The provisions of the Lien Law which specifically require the contractor to place funds advanced pursuant to a home improvement contract in an escrow account were not enacted at the time the transaction in question took place.2 The Lien Law *44as enacted in 1987 did require funds received by a home improvement contractor to be held in trust, but the owner who made the advance was not a person for whose benefit the trust was created. The statute was enacted to protect contractors, subcontractors, architects, engineers, surveyors, laborers and materialmen who participate in the improvement as well as specified taxes and expenses. Caristo Const. Corp. v. Diners Financial Corp., 21 N.Y.2d 507, 289 N.Y.S.2d 175, 236 N.E.2d 461 (1968); Teman Bros., Inc. v. New York Plumber’s Specialties Co., Inc., 109 Misc.2d 197, 444 N.Y.S.2d 337 (1981); Fentron Architectural Metals Corp. v. Solow, 101 Misc.2d 393, 420 N.Y.S.2d 950 (1979). Therefore, Mrs. Peters is not a trust beneficiary and there is no presumption of fraud due to the diversion of funds received by Mr. Griffin. The debt owed to Mrs. Peters is dischargeable in bankruptcy.

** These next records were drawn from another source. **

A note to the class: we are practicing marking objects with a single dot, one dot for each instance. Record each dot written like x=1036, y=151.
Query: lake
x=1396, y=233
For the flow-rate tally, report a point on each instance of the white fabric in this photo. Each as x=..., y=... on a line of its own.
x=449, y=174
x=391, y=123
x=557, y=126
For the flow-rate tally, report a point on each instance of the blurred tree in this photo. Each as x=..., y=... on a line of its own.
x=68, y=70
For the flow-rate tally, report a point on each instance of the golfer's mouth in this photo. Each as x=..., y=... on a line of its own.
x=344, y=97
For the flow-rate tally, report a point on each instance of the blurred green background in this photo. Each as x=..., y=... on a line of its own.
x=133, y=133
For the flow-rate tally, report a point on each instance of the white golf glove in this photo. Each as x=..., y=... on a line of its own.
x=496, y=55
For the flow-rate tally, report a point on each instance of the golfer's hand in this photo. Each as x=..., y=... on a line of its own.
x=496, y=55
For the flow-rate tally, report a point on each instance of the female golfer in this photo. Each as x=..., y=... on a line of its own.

Section 523(a)(4) excepts from discharge “... any debt ... for fraud or defalcation while acting in a fiduciary capacity, embezzlement or larceny.” It has previously been held in this Circuit that the express statutory trust created by Article 3-A of the New York Lien Law creates the type of fiduciary relationship contemplated within the § 523(a)(4) exception. In re Gould, 65 B.R. 87, 89 (Bkrtcy.N.D.N.Y.1986); In re Grosso, 9 B.R. 815, 820-21 (Bkrtcy.N.D.N.Y.1981); In re Kawczynski, 442 F.Supp. 413 (W.D.N.Y.1977) (construing almost identical section of the Bankruptcy Act, § 17(a)(4)); In re Morris Ketchum, Jr. and Associates, 409 F.Supp. 743 (S.D.N.Y.1975) (same).
This Court has previously held that a creditor of the debtor was not a beneficiary under the Article 3-A of the Lien Law and could not rely on Article 3-A of the lien law to have a debt held non-dischargeable because, based on the facts in that case, no trust was ever created. See In re Gould, 65 B.R. 87 (Bkrtcy.N.D.N.Y.1986). In this case, although a trust may have been created, Mrs. Peters is not a person for whom Mr. Griffin was required to hold funds in trust and act toward in a fiduciary capacity. “The advancement of sums to a contractor by a real property owner pursuant to the terms of a contract is not one of the expenditures enumerated in § 71 of the New York Lien Law.” In re Gould, 65 B.R. 87, 89 (Bkrtcy.N.D.N.Y.1986). No fiduciary obligation at the time of contracting ran from Mr. Griffin to Mrs. Peters. Therefore, Mrs. Peters can not rely on the Lien Law to show fraud or defalcation while acting in a fiduciary capacity which would uphold an exception to discharge under 11 U.S.C. 523(a)(4).
It has long been held that the discharge-ability provision of § 523(a)(4) as well as the term “fiduciary” within that section must be construed narrowly to protect the “... fundamental policy of assuring a debt- or’s fresh start.” In re Catalano, 98 B.R. 168 (Bkrtcy.W.D.N.Y.1989). Within this frame work, it would be incorrect to expand the New York Lien Law to provide a fiduciary duty running from Mr. Griffin to Mrs. Peters. The debt is dischargeable. It is so Ordered.